Dans le dossier qu’il a soumis au Musée canadien de l’histoire, Mulaire explique que ce sont aussi des constructions qui illustrent un moment de l’histoire du pays.

“Qui allait vouloir de mes maquettes? En 2012, j’ai pensé au Musée canadien des civilisations, devenu par la suite le Musée canadien de l’histoire. Situé à Hull, devenue Gatineau. D’une manière ou d’une autre, ces musées ont en commun de s’intéresser à l’histoire sociale, aux us et coutumes.”

L’historien de l’art souligne la dimension sociale de ses maquettes, qui l’intéressait déjà de 1981 à 1984, lorsqu’il les a construites.

“Un attrait pour moi était que l’entreprise concevait des équipements accessibles aux enfants handicapés, d’où des rampes aux surfaces ondulantes, des comptoirs pour jouer dans le sable à hauteur d’un fauteuil roulant, etc.

“Une fois au musée, mes maquettes pourront illustrer le jeu des enfants, les divertissements, même ceux qui s’adressent aux enfants handicapés, ce qui correspond aux préoccupations de la société actuelle.”

Une seconde dimension des maquettes de Bernard Mulaire qui en font des pièces de musée: la technologie derrière leur construction.

“Ça prenait beaucoup de minutie et il fallait que j’y consacre le temps nécessaire. Les maquettes étaient des miniatures, construites à une échelle d’un quart de pouce pour un pied. J’avais des outils miniatures, une scie ronde, une perceuse. J’étais équipé pour travailler en petit. J’utilisais du bois, du carton, de la chaîne, du fil de fer, de la corde, des rouleaux de styromousse dans lesquels je coupais ce qui allait ressembler à des pneus. Il fallait que je sois débrouillard.”

“L’équipement des terrains de jeux n’est plus fabriqué en bois aujourd’hui, mais principalement en matière plastique. Et maintenant, les maquettes sont faites en trois dimensions, à l’ordinateur. D’objets utilitaires, mes maquettes sont devenues des objets d’artisanat d’un temps révolu. Qui l’eût cru?”

“Mes maquettes serviront donc encore. Et comme les archives de Children’s Playgrounds intéressent le Musée, voilà que le projet implique d’autres personnes que moi, et fait revivre les souvenirs de tous. J’adore ce dénouement. Je suis comblé.”
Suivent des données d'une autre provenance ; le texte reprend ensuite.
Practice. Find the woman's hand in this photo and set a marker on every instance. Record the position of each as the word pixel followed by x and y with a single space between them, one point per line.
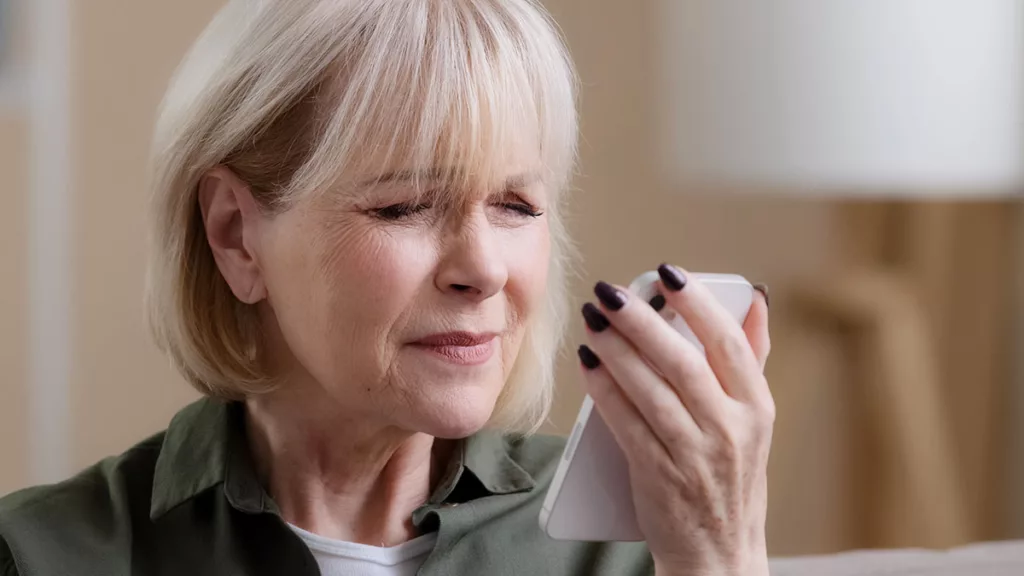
pixel 695 430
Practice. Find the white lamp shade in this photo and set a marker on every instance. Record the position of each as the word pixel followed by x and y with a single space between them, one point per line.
pixel 845 96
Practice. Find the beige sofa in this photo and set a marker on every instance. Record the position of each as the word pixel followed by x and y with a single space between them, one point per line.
pixel 995 559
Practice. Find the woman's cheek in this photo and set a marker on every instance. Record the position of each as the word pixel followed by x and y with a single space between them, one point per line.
pixel 527 254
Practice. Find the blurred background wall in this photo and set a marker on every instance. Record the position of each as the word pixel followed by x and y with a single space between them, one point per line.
pixel 839 477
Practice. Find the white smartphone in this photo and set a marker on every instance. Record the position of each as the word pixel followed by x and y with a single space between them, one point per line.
pixel 590 497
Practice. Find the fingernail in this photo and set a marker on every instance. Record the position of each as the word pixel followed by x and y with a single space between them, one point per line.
pixel 657 302
pixel 588 358
pixel 763 288
pixel 611 297
pixel 594 318
pixel 672 278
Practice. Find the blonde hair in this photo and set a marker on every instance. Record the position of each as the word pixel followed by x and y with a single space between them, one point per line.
pixel 297 95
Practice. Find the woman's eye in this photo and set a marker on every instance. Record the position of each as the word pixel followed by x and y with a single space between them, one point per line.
pixel 399 211
pixel 522 208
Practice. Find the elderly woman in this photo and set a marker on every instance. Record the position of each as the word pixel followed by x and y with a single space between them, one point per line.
pixel 359 258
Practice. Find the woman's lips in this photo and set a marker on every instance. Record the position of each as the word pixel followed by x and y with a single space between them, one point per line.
pixel 467 348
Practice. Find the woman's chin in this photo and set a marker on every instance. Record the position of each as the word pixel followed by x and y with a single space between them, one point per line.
pixel 454 418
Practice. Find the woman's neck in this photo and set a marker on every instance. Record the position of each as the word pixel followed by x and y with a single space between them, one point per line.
pixel 340 477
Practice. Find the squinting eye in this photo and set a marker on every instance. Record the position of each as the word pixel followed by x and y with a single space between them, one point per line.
pixel 399 211
pixel 522 208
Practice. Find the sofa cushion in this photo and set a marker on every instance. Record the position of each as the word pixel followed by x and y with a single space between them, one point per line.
pixel 993 559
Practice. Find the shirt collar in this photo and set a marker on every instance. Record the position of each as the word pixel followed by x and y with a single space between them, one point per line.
pixel 205 447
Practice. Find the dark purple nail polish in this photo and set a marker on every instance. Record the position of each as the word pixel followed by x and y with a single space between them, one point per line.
pixel 588 358
pixel 672 277
pixel 594 318
pixel 611 297
pixel 763 288
pixel 657 302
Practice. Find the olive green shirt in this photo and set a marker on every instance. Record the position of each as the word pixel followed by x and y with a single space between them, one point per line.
pixel 187 502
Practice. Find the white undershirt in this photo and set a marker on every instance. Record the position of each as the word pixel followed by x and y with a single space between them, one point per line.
pixel 337 558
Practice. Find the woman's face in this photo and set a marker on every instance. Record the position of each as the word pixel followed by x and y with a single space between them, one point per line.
pixel 404 309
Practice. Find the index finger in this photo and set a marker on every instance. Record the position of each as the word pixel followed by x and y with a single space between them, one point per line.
pixel 726 345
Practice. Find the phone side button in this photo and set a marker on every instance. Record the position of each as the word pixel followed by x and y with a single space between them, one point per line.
pixel 573 440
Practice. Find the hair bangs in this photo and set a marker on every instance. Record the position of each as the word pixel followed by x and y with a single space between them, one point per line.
pixel 467 92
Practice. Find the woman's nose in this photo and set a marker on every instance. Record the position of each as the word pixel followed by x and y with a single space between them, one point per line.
pixel 472 264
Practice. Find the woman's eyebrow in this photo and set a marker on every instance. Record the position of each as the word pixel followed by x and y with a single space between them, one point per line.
pixel 397 176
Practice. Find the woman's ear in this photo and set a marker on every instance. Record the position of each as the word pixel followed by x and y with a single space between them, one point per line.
pixel 232 223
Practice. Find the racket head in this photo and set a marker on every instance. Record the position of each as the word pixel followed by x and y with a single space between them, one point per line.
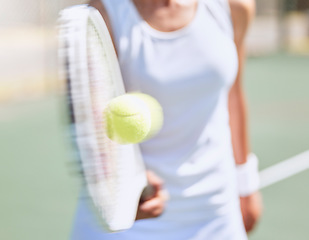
pixel 114 174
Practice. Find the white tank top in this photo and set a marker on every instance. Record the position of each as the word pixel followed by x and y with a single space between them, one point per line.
pixel 190 72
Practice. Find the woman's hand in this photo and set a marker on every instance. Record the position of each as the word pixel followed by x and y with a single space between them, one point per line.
pixel 154 206
pixel 251 208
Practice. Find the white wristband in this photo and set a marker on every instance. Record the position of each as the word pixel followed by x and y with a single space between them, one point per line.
pixel 248 176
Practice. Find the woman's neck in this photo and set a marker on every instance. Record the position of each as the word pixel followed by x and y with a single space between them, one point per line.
pixel 166 15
L’historien de l’art n’en est pas à sa première donation. Il a déjà fait profiter le Centre du patrimoine à Saint-Boniface, la Bibliothèque Alfred-Monin, les archives de l’Université de Saint-Boniface, le Musée McCord à Montréal, ainsi que la Bibliothèque nationale du Québec. Sa volonté de donner des objets comme les maquettes, représente une extension de sa pensée en histoire de l’art.

“Je déteste jeter des choses. Mon appartement en est la preuve! Je cherche toujours à tout récupérer, mettre en valeur le temps que les choses ont prises à faire, mettre en évidence leur signification. Je suis hanté par l’idée de la mort, de la disparition, de l’oubli.”

Mulaire a déménagé à Montréal en 1984 pour entreprendre une maîtrise en histoire de l’art. C’est là que son activité de maquettiste de terrain de jeux a pris fin. “L’expédition de maquettes aussi fragiles devenait problématique. Children’s Playgrounds m’a payé pour la dernière commande et cela a clos le dossier. Comme je les trouvais belles, je n’ai jamais voulu les jeter. Ce sont ces maquettes que j’ai données au Musée canadien de l’histoire.”